DAMO-NLP-SG / Video-LLaMA

[EMNLP 2023 Demo] Video-LLaMA: An Instruction-tuned Audio-Visual Language Model for Video Understanding
BSD 3-Clause "New" or "Revised" License
2.77k stars 255 forks source link

Very poor audio understanding #134

Closed DumplingLife closed 10 months ago

DumplingLife commented 10 months ago

I went on the model's demo and used the skateboard dog video. The audio for this video is a narrator talking. But when I prompt the model with "What do you hear in this video?" or "Ignore what you see in this video.
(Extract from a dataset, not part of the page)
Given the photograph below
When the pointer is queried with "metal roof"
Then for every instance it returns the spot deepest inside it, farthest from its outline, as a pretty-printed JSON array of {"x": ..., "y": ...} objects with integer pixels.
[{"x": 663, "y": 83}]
What do you hear?", it gives me outputs like "I can hear the sound of a dog walking on a black and white skateboard.". I don't think it recognizes the audio at all.

Am I running the model wrong, or is this a limit of the model? (possibly because of the use of video during AL-branch training and hoping audio will work because of the use of ImageBind as encoder)
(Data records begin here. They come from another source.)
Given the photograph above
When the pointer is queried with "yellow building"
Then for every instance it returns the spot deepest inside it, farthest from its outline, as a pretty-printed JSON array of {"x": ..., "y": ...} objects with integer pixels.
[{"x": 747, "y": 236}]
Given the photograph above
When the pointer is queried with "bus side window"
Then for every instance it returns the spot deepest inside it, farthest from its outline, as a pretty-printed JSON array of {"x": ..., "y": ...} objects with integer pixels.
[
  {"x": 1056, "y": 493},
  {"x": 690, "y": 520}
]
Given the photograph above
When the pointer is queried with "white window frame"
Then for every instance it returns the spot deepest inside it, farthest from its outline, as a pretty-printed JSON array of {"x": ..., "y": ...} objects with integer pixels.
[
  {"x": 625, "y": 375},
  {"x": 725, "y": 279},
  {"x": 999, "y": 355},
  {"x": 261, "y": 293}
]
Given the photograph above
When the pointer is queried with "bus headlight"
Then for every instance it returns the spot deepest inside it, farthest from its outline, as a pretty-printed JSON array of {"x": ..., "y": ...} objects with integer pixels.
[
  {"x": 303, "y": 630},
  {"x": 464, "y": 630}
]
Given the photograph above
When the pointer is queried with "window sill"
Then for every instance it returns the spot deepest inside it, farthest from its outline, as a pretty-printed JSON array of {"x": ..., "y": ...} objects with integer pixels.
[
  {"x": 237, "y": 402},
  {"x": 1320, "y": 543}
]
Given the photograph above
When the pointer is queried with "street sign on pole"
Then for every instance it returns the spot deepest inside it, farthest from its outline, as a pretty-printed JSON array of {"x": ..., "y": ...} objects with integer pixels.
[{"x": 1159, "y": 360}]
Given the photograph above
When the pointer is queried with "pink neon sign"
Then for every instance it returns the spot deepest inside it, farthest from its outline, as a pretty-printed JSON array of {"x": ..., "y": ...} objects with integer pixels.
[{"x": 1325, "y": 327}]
I'm trying to use the audio capability, without video, for something; wondering if there's a fix for this, thanks!

lixin4ever commented 10 months ago

The model associated with the online demo does not activate the AL branch due to the limit of GPU memory, so you may have to download the checkpoints on your server (and launch the demo locally) to experience this feature. Nevertheless, since we don't use any audio-text data to train the AL branch, the audio understanding capability of our Video-LLaMA is still not that satisfactory.